At the same time, sectors linked to crude oil could experience rising costs.
Prolonged West Asia Conflict Could Impact Several Sectors in India: Crisil
India’s heavy dependence on energy imports could expose several domestic industries to risks if tensions in West Asia escalate or continue for a prolonged period, according to an assessment by Crisil Ratings.
India imports about 85 percent of its crude oil requirements and nearly half of its liquefied natural gas needs. A significant portion of these supplies moves through the Strait of Hormuz, a critical global shipping route connecting the Persian Gulf with international markets. Estimates suggest that around 40 to 50 percent of India’s crude oil imports and nearly 50 to 60 percent of LNG shipments pass through this corridor.

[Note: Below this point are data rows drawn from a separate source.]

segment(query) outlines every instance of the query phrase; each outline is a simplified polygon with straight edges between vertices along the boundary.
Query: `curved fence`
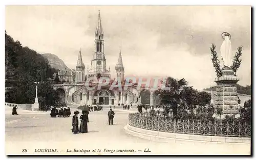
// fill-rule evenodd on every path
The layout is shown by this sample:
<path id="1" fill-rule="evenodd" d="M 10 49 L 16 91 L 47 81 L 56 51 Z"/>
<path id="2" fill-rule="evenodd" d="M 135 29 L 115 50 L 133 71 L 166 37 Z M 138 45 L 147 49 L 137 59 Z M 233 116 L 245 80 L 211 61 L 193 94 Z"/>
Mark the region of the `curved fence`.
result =
<path id="1" fill-rule="evenodd" d="M 166 120 L 162 117 L 151 116 L 149 113 L 133 113 L 129 114 L 129 125 L 142 129 L 172 133 L 250 137 L 251 126 L 246 123 L 229 124 L 211 121 L 187 120 L 181 122 Z"/>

West Asian countries account for roughly 30 percent of global crude oil production and nearly 20 percent of the world’s LNG output. Any disruption in transport through the Strait of Hormuz could therefore affect both the availability and pricing of energy supplies worldwide.
Crisil said industries that depend on imported LNG, including ceramics and fertilisers, may face production disruptions in the near term if supplies tighten.
At the same time, sectors linked to crude oil could experience rising costs. These include oil refineries, tyre manufacturers, paint producers, packaging companies, specialty chemical firms and synthetic fabric makers.
The report also pointed out that industries with direct trade exposure to West Asia such as basmati rice exporters, diamond polishing units, airlines and travel operators may be adversely affected if the regional conflict persists.
According to Crisil, rising geopolitical risks have already prompted many ships to avoid the Strait of Hormuz since March 1, 2026.